Pilate rentra dans le prétoire; il appelle Jésus:
– Es-tu le roi des Juifs ?
– Dis-tu cela de toi-même ou d’autres te l’ont-ils dit de moi ?
– Est-ce que je suis Juif, moi ? Ta nation, les grands prêtres t’ont livré à moi: qu’as-tu fait ?
– Ma royauté n’est pas de ce monde. Si ma royauté était de ce monde, mes gardes auraient combattu pour que je ne sois pas livré aux Juifs. Mais ma royauté, maintenant, n’est pas d’ici.
– Tu es donc roi ?
– Tu le dis que je suis roi. Moi, je suis né et je suis venu dans le monde pour rendre témoignage à la vérité. Quiconque est de la vérité écoute ma voix.
– Bah ! …Qu’est-ce que la vérité ?
Sur ce mot Pilate sortit trouver les Juifs:
– Pour ma part je ne trouve contre lui aucun chef d’accusation. Il est d’usage à Pâque que je relâche un
prisonnier. Voulez-vous que je relâche le roi des Juifs ?
Ils se mirent à crier:
– Non, pas celui-là mais Barabbas – qui était un brigand.

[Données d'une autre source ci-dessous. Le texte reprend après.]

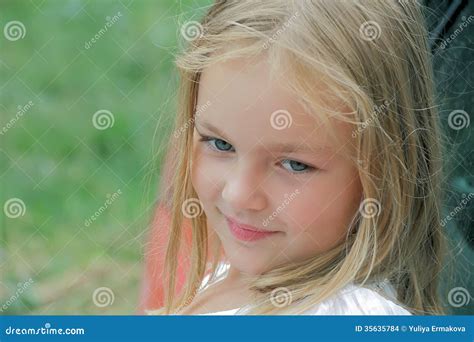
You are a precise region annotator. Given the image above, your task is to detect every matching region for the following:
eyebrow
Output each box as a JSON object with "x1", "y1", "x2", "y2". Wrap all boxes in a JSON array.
[{"x1": 195, "y1": 121, "x2": 333, "y2": 154}]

Dehors une bande excitée veut arracher la condamnation à mort du prisonnier. Dedans Jésus ligoté est avec ses gardiens. Pilate est donc obligé d’aller de l’un aux autres, de sortir puis d’entrer. Sept scènes ainsi se succèdent: quelle en sera l’issue ? Jean enlève tout suspense: Jésus ne sera pas lynché par ses compatriotes mais mis en croix par les Romains comme il l’avait annoncé: » Lorsque je serai élevé de terre,… » (12, 32) – en jouant sur les deux sens du mot: « élevé » entre ciel et terre sur la croix mais en même temps ELEVE dans la Gloire.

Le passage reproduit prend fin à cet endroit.